Friday, January 11, 2008

THE SURGE IS DEAD - LONG LIVE THE SURGE

Ralph Peters understands that the point of war is to kill as many of your enemy as possible and demoralize the ones left alive.

We dropped 20 tons of bombs on 40 terrorist targets yesterday, including safe houses, weapons caches and IED factories. In a late-afternoon exchange with The Post, Gen. David Petraeus characterized our current ops as "executing aggressively, pursuing tenaciously."

The headlines at home? "Nine American Soldiers Killed." No mention of progress or a fleeing enemy on the front pages. Just dead soldiers.


Harry Reid and friends so wanted failure that they declared it so before it even began. Now, a great silence. Where is big mouth Murtha lately?

Determined to elect a Democrat president, the "mainstream" media simply won't accept our success. "Impartial" journalists find a dark cloud in every silver lining in Iraq.
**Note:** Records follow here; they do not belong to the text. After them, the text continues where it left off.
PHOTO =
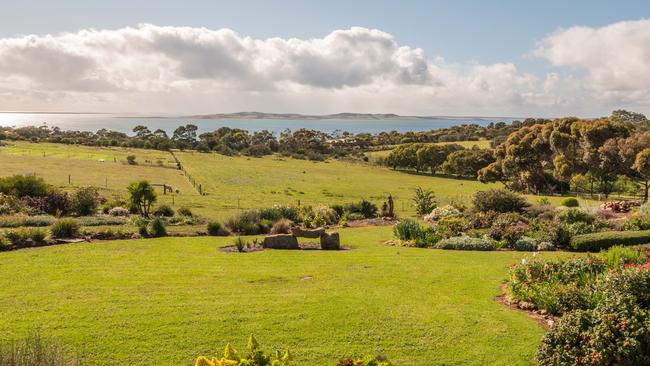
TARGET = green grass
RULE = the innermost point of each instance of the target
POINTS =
(262, 182)
(165, 301)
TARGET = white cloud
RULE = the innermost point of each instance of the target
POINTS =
(150, 68)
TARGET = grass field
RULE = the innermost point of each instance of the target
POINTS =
(164, 301)
(262, 182)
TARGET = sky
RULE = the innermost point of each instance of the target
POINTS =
(497, 58)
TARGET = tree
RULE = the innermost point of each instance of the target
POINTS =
(142, 196)
(642, 166)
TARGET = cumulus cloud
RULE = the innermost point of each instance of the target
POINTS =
(192, 70)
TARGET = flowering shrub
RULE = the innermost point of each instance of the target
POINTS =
(442, 212)
(254, 357)
(466, 243)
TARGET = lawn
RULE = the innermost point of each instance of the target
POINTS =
(261, 182)
(164, 301)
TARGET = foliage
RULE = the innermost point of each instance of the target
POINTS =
(408, 229)
(602, 240)
(466, 243)
(164, 211)
(499, 200)
(35, 350)
(215, 228)
(366, 361)
(570, 202)
(424, 201)
(142, 196)
(65, 228)
(156, 228)
(254, 357)
(84, 201)
(23, 186)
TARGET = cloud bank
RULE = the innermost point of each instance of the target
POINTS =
(151, 68)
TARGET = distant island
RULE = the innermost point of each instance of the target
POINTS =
(298, 116)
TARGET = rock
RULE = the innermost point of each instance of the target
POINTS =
(280, 241)
(330, 241)
(308, 233)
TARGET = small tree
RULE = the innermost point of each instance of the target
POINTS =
(642, 166)
(424, 201)
(142, 196)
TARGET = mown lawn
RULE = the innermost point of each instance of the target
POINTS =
(164, 301)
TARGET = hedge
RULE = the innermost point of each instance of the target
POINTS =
(595, 242)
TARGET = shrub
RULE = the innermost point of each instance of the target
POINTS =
(442, 212)
(184, 211)
(365, 208)
(598, 241)
(24, 185)
(142, 196)
(65, 228)
(499, 200)
(118, 211)
(84, 201)
(424, 201)
(282, 226)
(570, 202)
(408, 229)
(216, 229)
(156, 228)
(254, 357)
(164, 211)
(465, 243)
(617, 256)
(35, 350)
(616, 332)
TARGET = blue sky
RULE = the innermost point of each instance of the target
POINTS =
(461, 32)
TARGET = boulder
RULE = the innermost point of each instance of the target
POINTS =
(308, 233)
(280, 241)
(330, 241)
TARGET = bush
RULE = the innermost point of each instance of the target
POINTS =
(424, 201)
(616, 332)
(598, 241)
(408, 229)
(570, 202)
(184, 211)
(216, 229)
(34, 350)
(465, 243)
(24, 185)
(282, 226)
(156, 228)
(365, 208)
(254, 357)
(165, 211)
(617, 256)
(65, 228)
(118, 211)
(499, 200)
(84, 201)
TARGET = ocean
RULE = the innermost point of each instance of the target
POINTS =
(94, 122)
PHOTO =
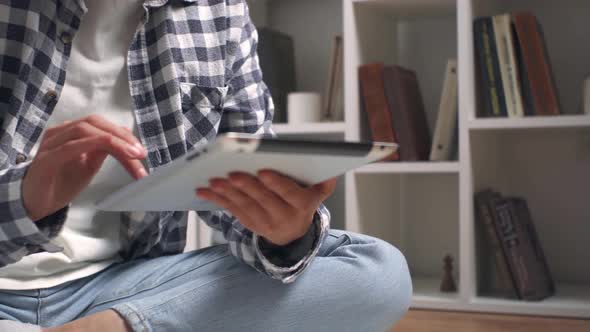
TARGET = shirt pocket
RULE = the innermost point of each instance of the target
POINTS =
(202, 108)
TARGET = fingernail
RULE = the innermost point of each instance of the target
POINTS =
(133, 151)
(143, 173)
(140, 147)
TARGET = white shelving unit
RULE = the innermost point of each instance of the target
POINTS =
(425, 208)
(337, 128)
And the would-be candidates themselves continue to insist that we should abandon Iraq immediately - as if time had stood still for the past year - while hoping desperately for a catastrophe in Baghdad before November.

They assail Bush for sending troops off to die. But what a far greater offense to hope that they do, for your political gain.
Oh, and the left turned out to be dead wrong, as usual. We hadn't created an unlimited supply of terrorists. In fact, the supply turned out to be very finite, to al Qaeda's chagrin. And killing them worked. (One of the great untold stories of 2007 was the number of al Qaeda corpses.) And our former enemies have been killing them for us.

And who doesn't like a dig at the Times?
And a final note: The [New York] Post had over a week's advance warning of Operation Phantom Phoenix, but didn't publish it. We don't share our nation's secrets with our enemies.

The candidates and most of the media are trying to remove Iraq and national defense as an issue because they so utterly fail on it. There is one main reason (among lots of others, but one main one) to keep that party out of office, and I hope that one reason resonates again by election day.